EL HOMBRE: Gracias a usted. Voy a
mostrar esto en la oficina.
(Seguimos hasta el borde del muelle,
donde nos pusimos a escuchar el ruido del agua.)
M: Yo solía pedir autógrafos. Todavía
lo hago, a veces. El año pasado vi a Clark Gable sentado cerca de mí en Chasen,
y le pedí que me firmara la servilleta.
(Apoyada contra un poste de amarras,
la observé, de perfil: Galatea oteando las distancias no conquistadas. La brisa
le esponjaba el pelo. Volvió la cabeza hacia mí con gracia etérea, como si la
hiciera girar la brisa.)
TC: ¿Cuándo alimentamos los pájaros?
Yo también tengo hambre. Es tarde, y no almorzamos.
M: Recuerda, te dije que si alguna vez
te preguntaran cómo era yo, cómo era, en realidad, Marilyn Monroe, ¿cómo
contestarías esa pregunta? (Su tono era juguetón, burlón, sin embargo sincero
al mismo tiempo: quería una respuesta honesta): Apuesto a que dirías que era
una palurda.
TC: Por supuesto, pero también les
diría...
(Ya se iba la luz.

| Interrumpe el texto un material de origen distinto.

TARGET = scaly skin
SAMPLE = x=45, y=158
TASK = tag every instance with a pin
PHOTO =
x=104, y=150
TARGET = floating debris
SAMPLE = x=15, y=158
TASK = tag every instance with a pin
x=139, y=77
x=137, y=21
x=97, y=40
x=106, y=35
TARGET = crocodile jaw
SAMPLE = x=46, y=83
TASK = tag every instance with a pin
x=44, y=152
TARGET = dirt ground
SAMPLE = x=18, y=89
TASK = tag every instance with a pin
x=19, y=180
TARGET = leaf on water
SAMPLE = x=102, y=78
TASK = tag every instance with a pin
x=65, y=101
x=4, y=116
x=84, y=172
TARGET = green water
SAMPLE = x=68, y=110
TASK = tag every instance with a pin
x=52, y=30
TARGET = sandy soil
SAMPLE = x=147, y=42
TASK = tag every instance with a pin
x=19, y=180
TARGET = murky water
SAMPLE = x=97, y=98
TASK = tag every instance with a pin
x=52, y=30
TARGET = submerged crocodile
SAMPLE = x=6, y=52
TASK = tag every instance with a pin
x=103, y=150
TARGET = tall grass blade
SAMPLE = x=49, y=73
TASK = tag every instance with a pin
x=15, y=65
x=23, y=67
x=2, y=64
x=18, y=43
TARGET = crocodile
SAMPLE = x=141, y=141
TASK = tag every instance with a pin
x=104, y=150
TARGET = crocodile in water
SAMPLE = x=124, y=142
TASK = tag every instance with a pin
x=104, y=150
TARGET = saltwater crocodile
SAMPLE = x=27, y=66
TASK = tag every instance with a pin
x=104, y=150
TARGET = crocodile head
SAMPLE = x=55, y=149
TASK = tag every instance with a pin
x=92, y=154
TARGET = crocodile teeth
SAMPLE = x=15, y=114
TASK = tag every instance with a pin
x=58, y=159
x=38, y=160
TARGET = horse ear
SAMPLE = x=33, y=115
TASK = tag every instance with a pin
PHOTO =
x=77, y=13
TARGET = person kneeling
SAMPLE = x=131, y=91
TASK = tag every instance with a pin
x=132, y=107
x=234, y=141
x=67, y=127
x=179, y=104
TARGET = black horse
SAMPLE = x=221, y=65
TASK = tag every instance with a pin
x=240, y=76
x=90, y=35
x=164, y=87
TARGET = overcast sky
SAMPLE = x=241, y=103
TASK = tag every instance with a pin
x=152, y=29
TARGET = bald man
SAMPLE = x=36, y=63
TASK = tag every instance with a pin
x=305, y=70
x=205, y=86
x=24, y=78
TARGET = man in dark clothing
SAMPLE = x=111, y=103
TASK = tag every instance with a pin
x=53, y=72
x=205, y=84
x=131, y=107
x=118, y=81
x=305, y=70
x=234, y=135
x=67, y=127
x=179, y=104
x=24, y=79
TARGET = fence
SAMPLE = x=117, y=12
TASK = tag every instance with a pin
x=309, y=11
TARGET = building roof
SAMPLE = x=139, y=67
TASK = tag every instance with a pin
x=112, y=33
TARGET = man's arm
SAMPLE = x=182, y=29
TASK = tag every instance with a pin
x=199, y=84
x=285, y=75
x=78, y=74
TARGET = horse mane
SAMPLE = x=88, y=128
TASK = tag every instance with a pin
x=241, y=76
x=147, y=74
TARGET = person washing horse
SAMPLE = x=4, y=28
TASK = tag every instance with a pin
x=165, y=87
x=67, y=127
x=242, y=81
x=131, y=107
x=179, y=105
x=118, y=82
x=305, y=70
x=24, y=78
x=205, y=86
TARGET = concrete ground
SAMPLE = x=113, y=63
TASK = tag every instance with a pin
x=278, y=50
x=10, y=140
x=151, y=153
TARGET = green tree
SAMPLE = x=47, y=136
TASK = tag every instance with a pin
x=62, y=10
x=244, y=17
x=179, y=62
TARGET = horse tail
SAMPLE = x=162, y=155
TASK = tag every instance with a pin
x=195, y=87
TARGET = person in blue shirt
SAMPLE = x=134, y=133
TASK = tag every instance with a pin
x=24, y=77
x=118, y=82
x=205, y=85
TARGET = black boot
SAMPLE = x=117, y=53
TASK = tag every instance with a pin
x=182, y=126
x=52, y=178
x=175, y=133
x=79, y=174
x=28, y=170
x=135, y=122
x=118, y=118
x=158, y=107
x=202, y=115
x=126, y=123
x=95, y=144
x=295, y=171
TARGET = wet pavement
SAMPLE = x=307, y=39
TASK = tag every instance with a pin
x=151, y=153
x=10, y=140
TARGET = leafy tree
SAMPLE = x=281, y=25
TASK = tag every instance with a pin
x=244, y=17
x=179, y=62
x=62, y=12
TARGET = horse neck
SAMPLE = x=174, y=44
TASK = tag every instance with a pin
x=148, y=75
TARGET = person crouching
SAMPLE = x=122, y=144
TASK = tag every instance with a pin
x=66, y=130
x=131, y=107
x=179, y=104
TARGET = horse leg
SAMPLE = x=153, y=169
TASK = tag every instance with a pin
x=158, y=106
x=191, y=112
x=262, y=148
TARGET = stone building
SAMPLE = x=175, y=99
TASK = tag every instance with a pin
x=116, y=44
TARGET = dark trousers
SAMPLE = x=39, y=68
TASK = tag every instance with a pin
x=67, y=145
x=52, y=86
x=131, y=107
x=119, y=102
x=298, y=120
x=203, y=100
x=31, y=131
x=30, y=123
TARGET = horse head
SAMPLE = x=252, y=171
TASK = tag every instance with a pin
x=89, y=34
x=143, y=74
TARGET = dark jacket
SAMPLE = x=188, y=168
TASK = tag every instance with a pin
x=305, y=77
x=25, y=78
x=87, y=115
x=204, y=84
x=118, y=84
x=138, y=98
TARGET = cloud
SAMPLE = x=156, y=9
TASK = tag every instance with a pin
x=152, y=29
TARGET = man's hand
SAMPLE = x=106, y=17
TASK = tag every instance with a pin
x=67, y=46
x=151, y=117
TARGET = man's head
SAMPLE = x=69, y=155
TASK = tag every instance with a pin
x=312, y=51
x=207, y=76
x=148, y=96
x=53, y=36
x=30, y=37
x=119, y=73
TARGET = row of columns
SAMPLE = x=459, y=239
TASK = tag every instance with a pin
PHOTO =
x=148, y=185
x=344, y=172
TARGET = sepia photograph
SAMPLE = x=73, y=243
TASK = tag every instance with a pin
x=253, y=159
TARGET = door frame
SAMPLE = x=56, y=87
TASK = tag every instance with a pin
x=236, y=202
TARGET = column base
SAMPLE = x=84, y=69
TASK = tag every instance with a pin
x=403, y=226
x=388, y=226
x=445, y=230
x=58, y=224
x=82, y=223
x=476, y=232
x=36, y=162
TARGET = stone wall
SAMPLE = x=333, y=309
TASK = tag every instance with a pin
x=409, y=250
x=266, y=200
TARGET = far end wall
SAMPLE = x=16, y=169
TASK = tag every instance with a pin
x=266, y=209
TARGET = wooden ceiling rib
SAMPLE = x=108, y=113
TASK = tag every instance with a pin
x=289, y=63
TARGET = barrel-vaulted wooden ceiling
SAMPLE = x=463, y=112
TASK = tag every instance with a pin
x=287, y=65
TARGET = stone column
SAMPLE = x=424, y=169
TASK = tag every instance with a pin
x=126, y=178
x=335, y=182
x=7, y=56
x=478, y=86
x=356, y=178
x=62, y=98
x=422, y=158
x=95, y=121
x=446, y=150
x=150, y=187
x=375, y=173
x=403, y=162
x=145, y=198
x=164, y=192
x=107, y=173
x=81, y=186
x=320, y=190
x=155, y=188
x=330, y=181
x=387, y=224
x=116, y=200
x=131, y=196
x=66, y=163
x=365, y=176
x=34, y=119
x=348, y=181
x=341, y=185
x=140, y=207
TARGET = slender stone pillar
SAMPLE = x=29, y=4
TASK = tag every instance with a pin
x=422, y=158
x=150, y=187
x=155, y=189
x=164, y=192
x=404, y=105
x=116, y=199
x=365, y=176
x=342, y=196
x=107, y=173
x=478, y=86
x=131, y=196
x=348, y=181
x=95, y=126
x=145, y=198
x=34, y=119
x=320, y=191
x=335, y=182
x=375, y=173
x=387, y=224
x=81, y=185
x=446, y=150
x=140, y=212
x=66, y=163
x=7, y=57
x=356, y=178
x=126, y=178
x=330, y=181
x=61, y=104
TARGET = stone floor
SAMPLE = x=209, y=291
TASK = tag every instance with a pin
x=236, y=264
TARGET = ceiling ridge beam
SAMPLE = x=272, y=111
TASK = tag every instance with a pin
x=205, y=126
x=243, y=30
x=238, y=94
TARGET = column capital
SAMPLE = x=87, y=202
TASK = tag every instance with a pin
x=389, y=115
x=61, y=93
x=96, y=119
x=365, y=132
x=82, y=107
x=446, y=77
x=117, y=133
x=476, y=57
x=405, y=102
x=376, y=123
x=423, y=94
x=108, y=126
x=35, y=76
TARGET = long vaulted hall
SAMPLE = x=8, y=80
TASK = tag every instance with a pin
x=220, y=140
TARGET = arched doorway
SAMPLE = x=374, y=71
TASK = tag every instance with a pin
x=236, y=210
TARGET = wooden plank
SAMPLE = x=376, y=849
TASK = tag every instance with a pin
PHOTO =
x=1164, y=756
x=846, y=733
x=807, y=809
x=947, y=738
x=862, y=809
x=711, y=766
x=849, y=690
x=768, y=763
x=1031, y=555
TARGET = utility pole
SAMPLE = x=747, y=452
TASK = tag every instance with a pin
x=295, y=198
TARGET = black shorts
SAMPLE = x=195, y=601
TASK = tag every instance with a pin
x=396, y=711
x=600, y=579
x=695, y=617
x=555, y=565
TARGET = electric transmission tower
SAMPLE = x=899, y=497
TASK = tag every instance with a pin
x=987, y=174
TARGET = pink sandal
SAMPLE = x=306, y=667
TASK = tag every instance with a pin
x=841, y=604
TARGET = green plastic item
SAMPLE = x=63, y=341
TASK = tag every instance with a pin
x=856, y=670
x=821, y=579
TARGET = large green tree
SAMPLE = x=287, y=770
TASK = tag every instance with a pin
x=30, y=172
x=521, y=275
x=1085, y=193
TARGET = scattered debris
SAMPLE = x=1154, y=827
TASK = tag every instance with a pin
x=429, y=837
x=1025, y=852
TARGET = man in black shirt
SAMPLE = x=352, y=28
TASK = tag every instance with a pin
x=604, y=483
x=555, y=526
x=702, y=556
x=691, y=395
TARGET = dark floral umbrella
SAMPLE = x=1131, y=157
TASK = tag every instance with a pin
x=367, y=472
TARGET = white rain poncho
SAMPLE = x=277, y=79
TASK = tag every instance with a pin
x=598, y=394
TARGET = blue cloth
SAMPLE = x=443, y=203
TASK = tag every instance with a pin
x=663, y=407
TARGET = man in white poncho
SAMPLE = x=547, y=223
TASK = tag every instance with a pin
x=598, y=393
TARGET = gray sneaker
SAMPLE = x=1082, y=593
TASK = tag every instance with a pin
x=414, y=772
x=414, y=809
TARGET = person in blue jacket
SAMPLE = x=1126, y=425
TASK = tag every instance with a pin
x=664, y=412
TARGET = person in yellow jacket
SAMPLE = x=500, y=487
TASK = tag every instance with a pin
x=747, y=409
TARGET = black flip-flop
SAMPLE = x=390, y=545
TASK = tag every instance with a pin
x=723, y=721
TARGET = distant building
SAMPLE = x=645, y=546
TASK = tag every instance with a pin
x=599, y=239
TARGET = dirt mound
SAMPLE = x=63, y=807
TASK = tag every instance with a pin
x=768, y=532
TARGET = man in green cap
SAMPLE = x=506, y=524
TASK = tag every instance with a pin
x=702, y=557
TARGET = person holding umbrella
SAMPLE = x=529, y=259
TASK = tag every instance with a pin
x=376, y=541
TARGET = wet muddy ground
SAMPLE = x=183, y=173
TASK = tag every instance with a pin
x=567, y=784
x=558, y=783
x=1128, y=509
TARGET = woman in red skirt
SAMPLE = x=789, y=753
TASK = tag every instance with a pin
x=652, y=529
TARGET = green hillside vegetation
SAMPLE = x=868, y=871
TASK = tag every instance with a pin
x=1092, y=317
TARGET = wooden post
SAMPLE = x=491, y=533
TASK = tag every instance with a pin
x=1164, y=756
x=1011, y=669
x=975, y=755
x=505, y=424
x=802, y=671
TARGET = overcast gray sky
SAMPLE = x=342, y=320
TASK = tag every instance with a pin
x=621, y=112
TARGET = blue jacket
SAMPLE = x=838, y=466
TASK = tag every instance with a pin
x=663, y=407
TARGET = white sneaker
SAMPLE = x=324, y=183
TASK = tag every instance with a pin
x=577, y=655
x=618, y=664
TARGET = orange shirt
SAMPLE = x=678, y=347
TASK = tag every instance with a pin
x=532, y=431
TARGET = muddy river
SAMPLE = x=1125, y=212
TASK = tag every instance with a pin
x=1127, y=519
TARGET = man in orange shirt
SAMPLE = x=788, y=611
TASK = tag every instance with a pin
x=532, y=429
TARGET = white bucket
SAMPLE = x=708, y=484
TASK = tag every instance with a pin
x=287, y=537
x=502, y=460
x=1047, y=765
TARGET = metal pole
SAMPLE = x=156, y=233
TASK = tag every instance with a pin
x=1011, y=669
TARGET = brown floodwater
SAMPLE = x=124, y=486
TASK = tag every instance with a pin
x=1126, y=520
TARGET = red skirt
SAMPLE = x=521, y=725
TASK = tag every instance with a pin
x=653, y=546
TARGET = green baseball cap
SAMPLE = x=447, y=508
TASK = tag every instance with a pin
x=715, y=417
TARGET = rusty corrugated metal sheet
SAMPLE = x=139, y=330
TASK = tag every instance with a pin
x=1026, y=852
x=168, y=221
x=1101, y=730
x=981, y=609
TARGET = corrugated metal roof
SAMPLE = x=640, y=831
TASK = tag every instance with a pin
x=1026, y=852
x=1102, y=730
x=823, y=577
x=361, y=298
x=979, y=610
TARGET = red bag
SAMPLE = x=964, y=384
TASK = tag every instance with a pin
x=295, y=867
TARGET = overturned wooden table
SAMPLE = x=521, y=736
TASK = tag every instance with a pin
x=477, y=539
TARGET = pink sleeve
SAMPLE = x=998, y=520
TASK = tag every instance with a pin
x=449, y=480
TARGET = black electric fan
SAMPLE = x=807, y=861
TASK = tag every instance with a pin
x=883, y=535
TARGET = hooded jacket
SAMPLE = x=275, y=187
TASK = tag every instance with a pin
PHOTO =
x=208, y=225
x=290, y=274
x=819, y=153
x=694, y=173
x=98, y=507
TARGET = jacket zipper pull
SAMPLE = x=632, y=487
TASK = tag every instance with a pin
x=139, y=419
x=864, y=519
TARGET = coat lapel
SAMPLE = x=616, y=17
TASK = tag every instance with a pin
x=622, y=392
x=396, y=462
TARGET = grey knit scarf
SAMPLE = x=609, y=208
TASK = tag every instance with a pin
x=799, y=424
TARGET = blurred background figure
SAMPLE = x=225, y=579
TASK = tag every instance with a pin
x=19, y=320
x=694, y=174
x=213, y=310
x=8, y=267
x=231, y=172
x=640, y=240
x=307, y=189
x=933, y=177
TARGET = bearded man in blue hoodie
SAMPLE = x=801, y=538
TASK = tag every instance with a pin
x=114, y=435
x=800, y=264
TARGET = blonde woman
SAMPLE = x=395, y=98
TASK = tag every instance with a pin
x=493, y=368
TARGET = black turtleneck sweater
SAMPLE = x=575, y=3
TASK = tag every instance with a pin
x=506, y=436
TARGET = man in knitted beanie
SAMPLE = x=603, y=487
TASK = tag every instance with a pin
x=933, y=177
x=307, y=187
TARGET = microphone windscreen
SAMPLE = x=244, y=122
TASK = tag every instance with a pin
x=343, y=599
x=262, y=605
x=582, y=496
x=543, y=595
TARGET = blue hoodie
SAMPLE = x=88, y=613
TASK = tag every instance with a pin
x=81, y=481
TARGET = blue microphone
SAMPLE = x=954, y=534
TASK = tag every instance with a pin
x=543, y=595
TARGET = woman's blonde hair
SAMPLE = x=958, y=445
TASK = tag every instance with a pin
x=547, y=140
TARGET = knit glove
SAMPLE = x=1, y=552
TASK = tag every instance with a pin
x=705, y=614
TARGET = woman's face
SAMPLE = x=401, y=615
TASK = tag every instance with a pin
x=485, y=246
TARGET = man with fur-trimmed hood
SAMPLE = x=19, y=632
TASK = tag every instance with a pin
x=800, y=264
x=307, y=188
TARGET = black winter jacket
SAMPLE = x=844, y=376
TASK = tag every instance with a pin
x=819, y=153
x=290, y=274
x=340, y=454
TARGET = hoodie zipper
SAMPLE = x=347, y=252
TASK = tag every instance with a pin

Ella parecía
desvanecerse con la claridad, mezclarse con el cielo y las nubes, retroceder y
ocultarse detrás. Yo quería alzar la voz por encima de los gritos de las
gaviotas y preguntarle: “Marilyn, Marilyn, ¿por qué todo tuvo que salir así?
¿Por qué es una mierda esta vida?”)
TC: Yo diría...
M: No te oigo.
TC: Diría que eres una hermosa niña.